Cloud Documentation

Storage & Volumes

Lightspeed Cloud gives you three kinds of storage: block storage volumes attached to VMs, network-mounted shared filesystems for sharing data across multiple VMs, and S3-compatible object storage buckets for application data, backups and static assets.

Volumes

Every VM has a root volume created automatically at deploy time. You can also create additional data volumes and attach them to a VM - useful for separating application data from the OS disk, or attaching extra capacity later without rebuilding the VM.

Creating and attaching a volume

From Storage → Volumes → Create Volume, choose a disk offering (size and performance tier) and the zone it should live in. Once created, attach it to a running or stopped VM; on Linux, you'll typically need to partition, format and mount the new disk from within the guest OS before it's usable.

The number of data volumes you can attach to a single VM is typically 6. If you need more independent disks than that, consider a shared filesystem instead.

Screenshot: Create Volume dialog

Resizing a volume

Data volumes can be resized upward from the portal without recreating them. After resizing, you'll usually still need to grow the filesystem inside the guest OS to make the additional space usable (e.g. with growpart and a filesystem-specific resize command on Linux).

Note: A VM's root disk can't be resized directly the way a data volume can (see Resizing a VM).

Resize targets are constrained to the sizes defined by the disk offering you're on, unless it's a custom-sized offering. If you need a size outside what your current offering allows, moving the volume to a different disk offering may be required.

Volume snapshots

Like VM snapshots, volume snapshots capture a point-in-time copy of a single disk. They're useful for protecting data volumes independently of the VM they're attached to, and can be used to create a new volume elsewhere.

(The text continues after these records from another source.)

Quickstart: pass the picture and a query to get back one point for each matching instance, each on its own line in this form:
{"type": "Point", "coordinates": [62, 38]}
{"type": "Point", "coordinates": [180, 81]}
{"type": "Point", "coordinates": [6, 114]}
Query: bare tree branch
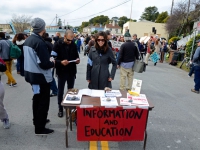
{"type": "Point", "coordinates": [21, 22]}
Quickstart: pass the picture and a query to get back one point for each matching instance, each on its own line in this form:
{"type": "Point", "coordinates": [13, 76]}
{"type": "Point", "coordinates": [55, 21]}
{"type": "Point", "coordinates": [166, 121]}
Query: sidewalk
{"type": "Point", "coordinates": [173, 123]}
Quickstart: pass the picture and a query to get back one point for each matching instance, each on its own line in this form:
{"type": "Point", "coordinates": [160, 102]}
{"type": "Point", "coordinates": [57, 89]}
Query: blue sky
{"type": "Point", "coordinates": [47, 9]}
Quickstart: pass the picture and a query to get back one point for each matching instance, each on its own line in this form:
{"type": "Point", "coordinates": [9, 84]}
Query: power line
{"type": "Point", "coordinates": [52, 21]}
{"type": "Point", "coordinates": [102, 11]}
{"type": "Point", "coordinates": [76, 9]}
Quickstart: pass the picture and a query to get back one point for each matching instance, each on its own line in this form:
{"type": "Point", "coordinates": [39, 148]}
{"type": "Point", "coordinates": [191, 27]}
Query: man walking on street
{"type": "Point", "coordinates": [37, 71]}
{"type": "Point", "coordinates": [127, 55]}
{"type": "Point", "coordinates": [5, 55]}
{"type": "Point", "coordinates": [65, 51]}
{"type": "Point", "coordinates": [196, 62]}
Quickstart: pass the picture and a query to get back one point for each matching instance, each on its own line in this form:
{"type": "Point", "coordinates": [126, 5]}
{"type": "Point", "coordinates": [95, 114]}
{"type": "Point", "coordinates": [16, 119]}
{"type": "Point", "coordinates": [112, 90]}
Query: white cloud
{"type": "Point", "coordinates": [47, 9]}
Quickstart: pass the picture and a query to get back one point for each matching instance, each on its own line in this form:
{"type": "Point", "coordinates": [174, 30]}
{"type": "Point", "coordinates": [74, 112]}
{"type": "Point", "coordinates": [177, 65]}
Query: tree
{"type": "Point", "coordinates": [122, 21]}
{"type": "Point", "coordinates": [99, 20]}
{"type": "Point", "coordinates": [150, 13]}
{"type": "Point", "coordinates": [161, 17]}
{"type": "Point", "coordinates": [83, 25]}
{"type": "Point", "coordinates": [182, 19]}
{"type": "Point", "coordinates": [59, 23]}
{"type": "Point", "coordinates": [95, 31]}
{"type": "Point", "coordinates": [21, 23]}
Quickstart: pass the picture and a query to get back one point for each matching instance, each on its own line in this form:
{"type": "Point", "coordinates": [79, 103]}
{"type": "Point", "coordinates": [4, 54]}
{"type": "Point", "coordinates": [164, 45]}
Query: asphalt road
{"type": "Point", "coordinates": [172, 125]}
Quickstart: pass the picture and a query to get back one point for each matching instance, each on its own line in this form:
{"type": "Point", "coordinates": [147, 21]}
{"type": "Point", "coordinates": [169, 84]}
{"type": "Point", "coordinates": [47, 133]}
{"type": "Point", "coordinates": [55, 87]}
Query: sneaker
{"type": "Point", "coordinates": [47, 121]}
{"type": "Point", "coordinates": [52, 94]}
{"type": "Point", "coordinates": [45, 132]}
{"type": "Point", "coordinates": [60, 114]}
{"type": "Point", "coordinates": [6, 124]}
{"type": "Point", "coordinates": [193, 90]}
{"type": "Point", "coordinates": [14, 84]}
{"type": "Point", "coordinates": [9, 84]}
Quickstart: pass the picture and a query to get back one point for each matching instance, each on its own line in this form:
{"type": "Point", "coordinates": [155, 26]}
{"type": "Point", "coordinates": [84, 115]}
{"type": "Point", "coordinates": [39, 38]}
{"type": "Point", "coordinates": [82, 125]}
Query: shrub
{"type": "Point", "coordinates": [173, 39]}
{"type": "Point", "coordinates": [188, 48]}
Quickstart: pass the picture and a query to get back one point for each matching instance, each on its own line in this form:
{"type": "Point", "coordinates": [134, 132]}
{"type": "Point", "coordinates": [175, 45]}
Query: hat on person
{"type": "Point", "coordinates": [134, 34]}
{"type": "Point", "coordinates": [38, 25]}
{"type": "Point", "coordinates": [198, 41]}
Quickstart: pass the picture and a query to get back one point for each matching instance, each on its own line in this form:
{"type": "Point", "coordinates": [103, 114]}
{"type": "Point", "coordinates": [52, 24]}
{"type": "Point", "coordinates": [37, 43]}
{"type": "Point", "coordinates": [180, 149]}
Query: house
{"type": "Point", "coordinates": [114, 28]}
{"type": "Point", "coordinates": [97, 28]}
{"type": "Point", "coordinates": [144, 28]}
{"type": "Point", "coordinates": [87, 30]}
{"type": "Point", "coordinates": [5, 28]}
{"type": "Point", "coordinates": [91, 28]}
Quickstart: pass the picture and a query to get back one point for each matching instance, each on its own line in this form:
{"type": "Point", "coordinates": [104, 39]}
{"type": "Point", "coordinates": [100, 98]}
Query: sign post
{"type": "Point", "coordinates": [111, 124]}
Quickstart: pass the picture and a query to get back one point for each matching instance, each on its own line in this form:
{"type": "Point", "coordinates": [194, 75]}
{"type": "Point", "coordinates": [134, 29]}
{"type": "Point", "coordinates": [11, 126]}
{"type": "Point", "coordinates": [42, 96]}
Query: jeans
{"type": "Point", "coordinates": [18, 64]}
{"type": "Point", "coordinates": [21, 65]}
{"type": "Point", "coordinates": [53, 85]}
{"type": "Point", "coordinates": [61, 86]}
{"type": "Point", "coordinates": [8, 72]}
{"type": "Point", "coordinates": [78, 49]}
{"type": "Point", "coordinates": [41, 107]}
{"type": "Point", "coordinates": [117, 55]}
{"type": "Point", "coordinates": [126, 74]}
{"type": "Point", "coordinates": [3, 113]}
{"type": "Point", "coordinates": [191, 70]}
{"type": "Point", "coordinates": [197, 78]}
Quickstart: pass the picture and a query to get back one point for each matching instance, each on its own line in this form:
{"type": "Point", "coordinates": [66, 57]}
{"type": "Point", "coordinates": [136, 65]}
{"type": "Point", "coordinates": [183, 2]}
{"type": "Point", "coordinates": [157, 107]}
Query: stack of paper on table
{"type": "Point", "coordinates": [109, 101]}
{"type": "Point", "coordinates": [136, 86]}
{"type": "Point", "coordinates": [92, 93]}
{"type": "Point", "coordinates": [72, 99]}
{"type": "Point", "coordinates": [140, 100]}
{"type": "Point", "coordinates": [113, 93]}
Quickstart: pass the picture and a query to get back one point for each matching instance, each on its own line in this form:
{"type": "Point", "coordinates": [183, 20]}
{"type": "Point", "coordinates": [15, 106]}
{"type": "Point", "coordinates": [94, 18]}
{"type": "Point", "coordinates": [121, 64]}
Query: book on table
{"type": "Point", "coordinates": [108, 101]}
{"type": "Point", "coordinates": [113, 93]}
{"type": "Point", "coordinates": [140, 100]}
{"type": "Point", "coordinates": [92, 93]}
{"type": "Point", "coordinates": [72, 99]}
{"type": "Point", "coordinates": [136, 86]}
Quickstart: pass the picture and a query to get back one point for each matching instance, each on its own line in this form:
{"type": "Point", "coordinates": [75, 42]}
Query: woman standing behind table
{"type": "Point", "coordinates": [157, 48]}
{"type": "Point", "coordinates": [20, 43]}
{"type": "Point", "coordinates": [100, 56]}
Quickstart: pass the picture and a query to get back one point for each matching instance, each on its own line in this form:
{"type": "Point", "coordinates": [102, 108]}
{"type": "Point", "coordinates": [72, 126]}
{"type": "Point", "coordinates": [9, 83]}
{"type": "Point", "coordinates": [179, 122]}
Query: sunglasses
{"type": "Point", "coordinates": [68, 40]}
{"type": "Point", "coordinates": [102, 40]}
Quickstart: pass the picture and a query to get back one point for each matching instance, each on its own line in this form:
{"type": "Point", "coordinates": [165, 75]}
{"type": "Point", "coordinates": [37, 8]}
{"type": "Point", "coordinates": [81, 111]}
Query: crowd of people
{"type": "Point", "coordinates": [42, 55]}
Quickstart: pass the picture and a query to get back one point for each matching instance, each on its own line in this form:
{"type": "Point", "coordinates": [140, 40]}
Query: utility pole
{"type": "Point", "coordinates": [131, 9]}
{"type": "Point", "coordinates": [172, 6]}
{"type": "Point", "coordinates": [56, 19]}
{"type": "Point", "coordinates": [64, 22]}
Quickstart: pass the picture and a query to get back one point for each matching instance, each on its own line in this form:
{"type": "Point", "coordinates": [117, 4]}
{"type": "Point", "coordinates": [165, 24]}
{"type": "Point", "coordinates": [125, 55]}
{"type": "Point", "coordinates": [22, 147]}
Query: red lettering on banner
{"type": "Point", "coordinates": [111, 124]}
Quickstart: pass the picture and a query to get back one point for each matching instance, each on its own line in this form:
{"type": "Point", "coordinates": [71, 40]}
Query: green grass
{"type": "Point", "coordinates": [178, 65]}
{"type": "Point", "coordinates": [183, 66]}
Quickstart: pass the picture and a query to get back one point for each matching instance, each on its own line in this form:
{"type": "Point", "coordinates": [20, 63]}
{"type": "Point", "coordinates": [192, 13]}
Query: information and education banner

Rather than taking snapshots manually, you can set a recurring snapshot policy on a volume - hourly, daily, weekly or monthly - along with how many snapshots to retain. Once the retention count is reached, the oldest snapshot is dropped as a new one is taken. A scheduled snapshot is skipped if the volume hasn't changed since the last one, so you won't accumulate identical copies of an idle disk.

Uploading an existing volume

If you have a disk image from outside Lightspeed Cloud, you can upload it directly as a volume and attach it to a VM, rather than starting from a blank disk.

Shared filesystems

Shared filesystems provide a network-mounted filesystem that multiple VMs can mount and access at the same time - useful for shared application state, a common data directory across a cluster of instances, or any workload that needs concurrent access to the same files rather than a volume attached to a single VM.

Creating a shared filesystem

From Storage → Shared Filesystems → Create Filesystem, you'll need to choose:

  • A filesystem type - either XFS or EXT4.
  • A disk offering - determines the size and performance tier of the underlying storage.
  • A compute offering - shared filesystems are served by a small dedicated compute instance that runs in the background, so a compute offering must be selected for it to run on.

Once created, the filesystem can be mounted from any VM with network access to it, using the standard NFS mount options for your guest OS.

Screenshot: Create Shared Filesystem dialog

Object storage

Object storage buckets provide S3-compatible storage for things like backups, media files, or static website assets, accessible via the standard S3 API alongside the portal UI.

Creating a bucket

From Storage → Object Storage, create a new bucket and choose a name and quota. You'll be given access keys to use with any S3-compatible client or SDK.

Managing bucket lifecycle

Buckets can be resized, have their access keys rotated, or be deleted once no longer needed. As with volumes, deleting a bucket permanently removes its contents, so make sure anything important is copied elsewhere first.